In the guidance, the ATO said SMSF members who intend to claim a deduction will need to provide their SMSF trustee with a notice of intent to claim or vary a deduction for personal super contributions.
The member must also obtain written acknowledgement from their SMSF trustee of the notice of intent before lodging their 2019 individual tax return, the SMSF regulator added.
The ATO stressed the need for the acknowledgement to have been received by the member before make the claim deduction, saying it would be required for use when completing an individual tax return and “your annual member statement or your income statement isn’t accepted as ‘acknowledgement’”.
It has previously stated a notice will be invalid if the person is no longer a member of an SMSF, the member no longer holds the contribution because of a partial rollover that included the contribution, or has paid either a lump sum or started to pay a super income stream that includes the contribution.

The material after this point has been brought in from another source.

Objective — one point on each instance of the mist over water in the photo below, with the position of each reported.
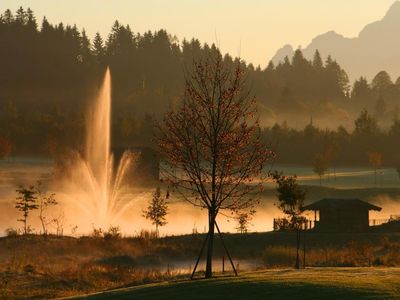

The personal super contributions for which members can claim a tax deduction will reduce their taxable income and the tax they need to pay, count towards their concessional contributions cap and be taxed at 15 per cent, it noted.
In earlier advice, it said if a member wishes to claim a tax deduction for personal contributions, the member must give notice by the earlier of either the time they lodge their personal income tax return for the financial year during which the contribution was made or the end of the financial year following the year the contribution was made.